PA-djp: Erfolgreicher KV-Abschluss 2015 für die Angestellten der Hotellerie und Gastronomie

Reform der Gehaltsschemata für alle Bundesländer auf gutem Weg – Bezahlung für PflichtpraktikantInnen verankert

Wien (OTS) -

Diese Meldung wurde korrigiert Neufassung in Meldung OTS0146 vom 07.05

Am 6. Mai 2015 wurde nach mehreren Verhandlungsrunden
das Abschlussdokument der Kollektivvertragsverhandlungen für die Angestellten der österreichischen Hotellerie und Gastronomie für 2015 unterzeichnet.

"Von den in einem konstruktivem Verständnis ausgehandelten Änderungen, die mit 1. Mai 2015 gelten, profitieren durchaus alle rund 25.000 Angestellten in ganz Österreich", kommentiert der zuständige Wirtschaftsbereichssekretär in der GPA-djp (Gewerkschaft der Privatangestellten, Druck, Journalismus, Papier), Paul Prusa, das Ergebnis.

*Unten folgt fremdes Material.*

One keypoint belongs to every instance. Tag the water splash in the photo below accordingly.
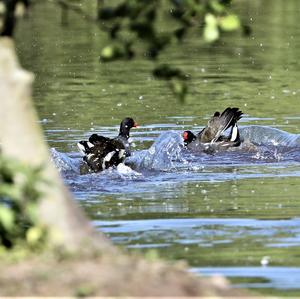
(166, 149)
(263, 135)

Die Beschäftigungsgruppen konnten österreichweit vereinheitlicht werden und die anachronistische Aufsplitterung in zehn verschiedene Gehaltsschemata wurde auf nunmehr sechs Schemata verringert. Für das Jahr 2016 scheint eine weitere Einschränkung auf drei bis vier Gehaltstabellen möglich. Die Dienstzeitzulagen wurden jetzt schon vereinheitlicht.

Ab 1. Mai 2015 bestehende höhere Gehälter und günstigere arbeitsrechtliche Vereinbarungen werden durch das Inkrafttreten des neuen Kollektivvertrages nicht berührt. Alle Angestellten, deren Arbeitsverhältnis vor dem 1. Mai 2015 begonnen hat, sind nach ihrer Qualifikation und ihrer Tätigkeit in die neuen Beschäftigungsgruppen einzustufen und mittels Dienstzettel darüber zu informieren.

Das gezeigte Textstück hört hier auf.